Hounds: Dogs Bred for Hunting
Many outdoorsmen are already aware of hounds. Every dog that has been accepted by the American Kennel Club (AKC) is sorted into one of seven groups.
The hound is well known for helping hunters and trappers to catch their game. They’ve been purpose bred to help too!
Today we take a closer look at the different breeds that fall into the hound category and we look at what makes these breeds so special.
Hounds: Dogs Bred for Hunting
The term hound is used for basically any dog that is used for hunting. The problem with this classification is that it leaves the classification very broad. Can any dog be considered a hound?
The AKC has only accepted about 32 different breeds into the hound classification, but different organizations accept different breeds. These breeds have been used for centuries to help manhunt. And they take their jobs very seriously. Hounds are notorious for being stubborn and one of the more difficult breeds to train well.
That said, they are also exceptionally loyal. They are also very trusting, that is, once you earn their trust. Therefore, so many police or military dogs are hounds. Their incredible speed helps them catch criminals, and their powerful sniffer allows them to find things that humans cannot.
Two Types of Hounds
For the most part, if a breed is used for hunting, there are going to be two different ways they hunt. This places breeds into one of two camps.

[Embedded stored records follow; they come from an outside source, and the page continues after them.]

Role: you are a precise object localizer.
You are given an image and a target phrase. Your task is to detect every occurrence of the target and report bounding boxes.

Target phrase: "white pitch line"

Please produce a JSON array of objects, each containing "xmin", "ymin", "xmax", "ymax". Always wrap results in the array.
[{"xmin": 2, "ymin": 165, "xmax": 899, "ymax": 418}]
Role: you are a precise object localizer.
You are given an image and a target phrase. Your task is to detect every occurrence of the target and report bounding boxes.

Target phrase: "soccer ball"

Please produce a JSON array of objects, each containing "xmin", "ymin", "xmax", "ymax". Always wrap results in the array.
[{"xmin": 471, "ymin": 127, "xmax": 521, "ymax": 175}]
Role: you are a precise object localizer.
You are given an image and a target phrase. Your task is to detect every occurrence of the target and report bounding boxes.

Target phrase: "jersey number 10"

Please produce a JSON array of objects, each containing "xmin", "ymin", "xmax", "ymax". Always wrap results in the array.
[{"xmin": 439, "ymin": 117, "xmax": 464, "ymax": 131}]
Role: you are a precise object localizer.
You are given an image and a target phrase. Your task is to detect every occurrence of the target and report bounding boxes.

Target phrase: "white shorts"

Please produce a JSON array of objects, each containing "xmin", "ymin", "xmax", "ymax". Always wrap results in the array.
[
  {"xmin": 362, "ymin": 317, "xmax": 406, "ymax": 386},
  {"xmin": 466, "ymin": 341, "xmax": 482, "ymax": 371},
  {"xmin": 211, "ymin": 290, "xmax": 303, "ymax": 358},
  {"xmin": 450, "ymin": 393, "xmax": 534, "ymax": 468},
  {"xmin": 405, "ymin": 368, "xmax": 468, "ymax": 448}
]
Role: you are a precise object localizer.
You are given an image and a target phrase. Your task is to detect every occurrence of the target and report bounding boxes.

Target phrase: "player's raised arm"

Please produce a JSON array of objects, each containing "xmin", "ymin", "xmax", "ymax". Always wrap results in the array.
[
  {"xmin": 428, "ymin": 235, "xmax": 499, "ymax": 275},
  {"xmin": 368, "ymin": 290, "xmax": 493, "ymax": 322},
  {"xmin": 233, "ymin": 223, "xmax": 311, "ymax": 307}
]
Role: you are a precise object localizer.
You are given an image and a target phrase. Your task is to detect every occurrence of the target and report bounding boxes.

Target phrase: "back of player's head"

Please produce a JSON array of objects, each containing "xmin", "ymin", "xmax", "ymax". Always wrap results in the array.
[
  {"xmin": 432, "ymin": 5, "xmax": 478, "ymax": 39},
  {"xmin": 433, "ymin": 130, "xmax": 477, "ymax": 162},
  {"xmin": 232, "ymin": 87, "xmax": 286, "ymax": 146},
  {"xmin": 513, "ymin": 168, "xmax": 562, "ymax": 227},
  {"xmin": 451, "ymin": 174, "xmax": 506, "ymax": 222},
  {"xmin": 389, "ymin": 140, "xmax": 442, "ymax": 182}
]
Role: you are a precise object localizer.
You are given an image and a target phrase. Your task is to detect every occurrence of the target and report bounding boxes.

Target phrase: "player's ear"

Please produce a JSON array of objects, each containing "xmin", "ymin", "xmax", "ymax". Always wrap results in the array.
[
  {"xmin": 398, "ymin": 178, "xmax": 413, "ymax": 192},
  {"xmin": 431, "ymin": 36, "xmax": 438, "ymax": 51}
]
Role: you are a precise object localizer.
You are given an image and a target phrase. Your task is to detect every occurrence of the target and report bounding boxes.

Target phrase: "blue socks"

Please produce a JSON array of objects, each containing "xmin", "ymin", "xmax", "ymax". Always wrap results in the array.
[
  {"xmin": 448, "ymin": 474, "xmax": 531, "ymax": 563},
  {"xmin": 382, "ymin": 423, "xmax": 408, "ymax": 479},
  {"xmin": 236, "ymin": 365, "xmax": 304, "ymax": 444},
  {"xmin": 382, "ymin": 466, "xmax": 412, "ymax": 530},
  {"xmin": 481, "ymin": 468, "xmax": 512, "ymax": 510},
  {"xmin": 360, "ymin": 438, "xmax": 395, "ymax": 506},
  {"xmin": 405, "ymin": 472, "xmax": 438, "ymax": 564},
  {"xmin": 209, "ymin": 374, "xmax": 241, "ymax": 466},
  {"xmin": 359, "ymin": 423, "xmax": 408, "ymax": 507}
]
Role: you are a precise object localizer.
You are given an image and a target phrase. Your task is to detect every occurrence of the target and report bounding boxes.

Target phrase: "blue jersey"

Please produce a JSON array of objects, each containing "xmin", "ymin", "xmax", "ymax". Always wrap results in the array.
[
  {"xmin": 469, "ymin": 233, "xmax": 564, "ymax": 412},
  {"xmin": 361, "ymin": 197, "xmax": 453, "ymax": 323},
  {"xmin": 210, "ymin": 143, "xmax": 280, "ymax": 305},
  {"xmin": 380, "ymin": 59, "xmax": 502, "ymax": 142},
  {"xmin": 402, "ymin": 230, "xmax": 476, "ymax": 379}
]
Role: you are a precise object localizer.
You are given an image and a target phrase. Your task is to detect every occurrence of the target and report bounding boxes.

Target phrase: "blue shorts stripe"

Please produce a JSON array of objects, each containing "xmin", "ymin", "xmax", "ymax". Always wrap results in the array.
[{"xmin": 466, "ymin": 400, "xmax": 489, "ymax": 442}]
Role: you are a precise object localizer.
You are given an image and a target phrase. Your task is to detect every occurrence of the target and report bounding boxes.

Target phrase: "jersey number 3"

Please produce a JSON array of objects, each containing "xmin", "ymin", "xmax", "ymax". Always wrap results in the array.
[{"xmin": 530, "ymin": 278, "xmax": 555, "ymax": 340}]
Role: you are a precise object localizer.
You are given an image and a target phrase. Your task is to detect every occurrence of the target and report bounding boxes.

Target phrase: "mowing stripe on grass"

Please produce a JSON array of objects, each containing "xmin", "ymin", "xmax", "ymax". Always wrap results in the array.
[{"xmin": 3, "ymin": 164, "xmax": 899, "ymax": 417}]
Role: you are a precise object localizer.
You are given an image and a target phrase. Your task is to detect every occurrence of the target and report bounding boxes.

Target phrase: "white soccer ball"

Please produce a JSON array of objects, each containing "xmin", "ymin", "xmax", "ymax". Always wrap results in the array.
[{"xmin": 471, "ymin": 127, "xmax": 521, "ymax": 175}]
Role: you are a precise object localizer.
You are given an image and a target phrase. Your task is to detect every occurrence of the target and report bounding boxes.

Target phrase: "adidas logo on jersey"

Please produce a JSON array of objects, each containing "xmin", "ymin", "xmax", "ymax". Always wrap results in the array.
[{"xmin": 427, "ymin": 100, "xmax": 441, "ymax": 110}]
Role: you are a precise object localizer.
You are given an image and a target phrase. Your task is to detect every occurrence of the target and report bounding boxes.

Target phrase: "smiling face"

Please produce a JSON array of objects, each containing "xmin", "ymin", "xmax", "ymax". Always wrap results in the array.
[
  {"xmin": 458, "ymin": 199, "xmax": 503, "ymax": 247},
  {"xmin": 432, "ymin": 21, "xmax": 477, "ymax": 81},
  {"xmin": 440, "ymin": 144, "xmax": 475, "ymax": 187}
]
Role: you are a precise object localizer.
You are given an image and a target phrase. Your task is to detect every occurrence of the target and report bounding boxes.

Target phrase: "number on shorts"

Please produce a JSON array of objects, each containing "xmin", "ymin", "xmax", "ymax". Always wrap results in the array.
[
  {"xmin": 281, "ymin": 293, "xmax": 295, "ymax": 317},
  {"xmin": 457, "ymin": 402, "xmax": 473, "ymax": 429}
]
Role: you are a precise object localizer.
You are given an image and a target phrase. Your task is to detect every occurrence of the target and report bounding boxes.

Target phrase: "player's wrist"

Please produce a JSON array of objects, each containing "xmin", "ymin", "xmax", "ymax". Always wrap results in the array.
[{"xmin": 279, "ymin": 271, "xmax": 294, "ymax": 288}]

Most hounds are either sight hounds or scent hounds.
What this means is either the dog observes then stalks its prey, or they give chase by following their prey’s smell. One is not necessarily better than the other, it’s just a matter of preference.
If you are using a dog for hunting, choosing the right kind of dog will depend on how you like to hunt. A sight hound makes a great choice if you are hunting birds. You’ll want your dog to see you shoot the bird and have them either lead you to the kill or have the dog retrieve your kill.
A scent hound on the other hand will be a great choice if you are expecting to go on a prolonged hunt. A scent hound will be heartier and will help you give chase to prey even when you can’t see them.
Which Hound is Better?
Again, one is not better than the other. But there are very big differences between how these dogs look and operate. If you are trying to imagine in your mind the differences between these dogs, here’s a good example. Picture in your mind the differences between a Greyhound and a Basset Hound.
We all know the Greyhound is the peak of speed for dogs. No human could even hope to run as fast as a Greyhound. Their sleek body, aerodynamic shape, short coat, and nails that dig into the turf make this dog the king of speed. What you might not see is that sighthounds also have the biggest hearts and super-efficient lungs to ensure their lean muscles get as much oxygen as possible while they stalk down anything from hares to deer.
The Basset Hound on the other hand doesn’t look very fast, and they’re not. But they weren’t bred to be fast. They were bred for endurance. Scent hounds were bred to be sturdy and to chase until their prey tires out. They also have a large nose and big floppy ears. While the Basset Hound might look “soft” compared to a Greyhound, they can track their prey relentlessly. In fact, some scent hounds have even been known to track prey across running water.
Different Breeds of Hound
- Afghan Hound – This breed has an air of elegance that surrounds it. The flowing coat makes the dog seem to float as it walks. This dog has a very sweet nature and had been used by chieftains, royals and aristocrats.
- American English Coonhound – This dog was invaluable to the American frontiersmen to hunt racoons. This dog has some serious speed, so they are great running partners.
- American Foxhound – These powerful dogs are known for their speed, endurance and work ethic. That might be why they were a favorite of George Washington. This dog was so beloved in early America that it was named the official state dog of Virginia.
- Basset Hound – The Basset Hound is the epitome of droopy dogs. They may seem a bit sloppy, but they are built for endurance. While the Basset Hound may take a bit to get where they’re going, they are certain to get there with their excellent nose.
- Beagle – Possibly one of the most famous hound breeds, the Beagle is a great dog for families. The dog does have an interesting voice, so make sure you get a chance to meet a Beagle before you decide to get one.
- Bloodhound – The Bloodhound is one of the very best when it comes to tracking. The breed is one minded when it comes to tracking and is intensely devoted to their work.
Hunting for Resolution
The Hound category is an interesting one to be sure. Hounds are a breed group that are single minded in their task, which is hunting prey. They are hard working. While this is an admirable trait, it can become tiresome for owners. If you’ve been considering a Hound, be sure you can meet their needs for seeking.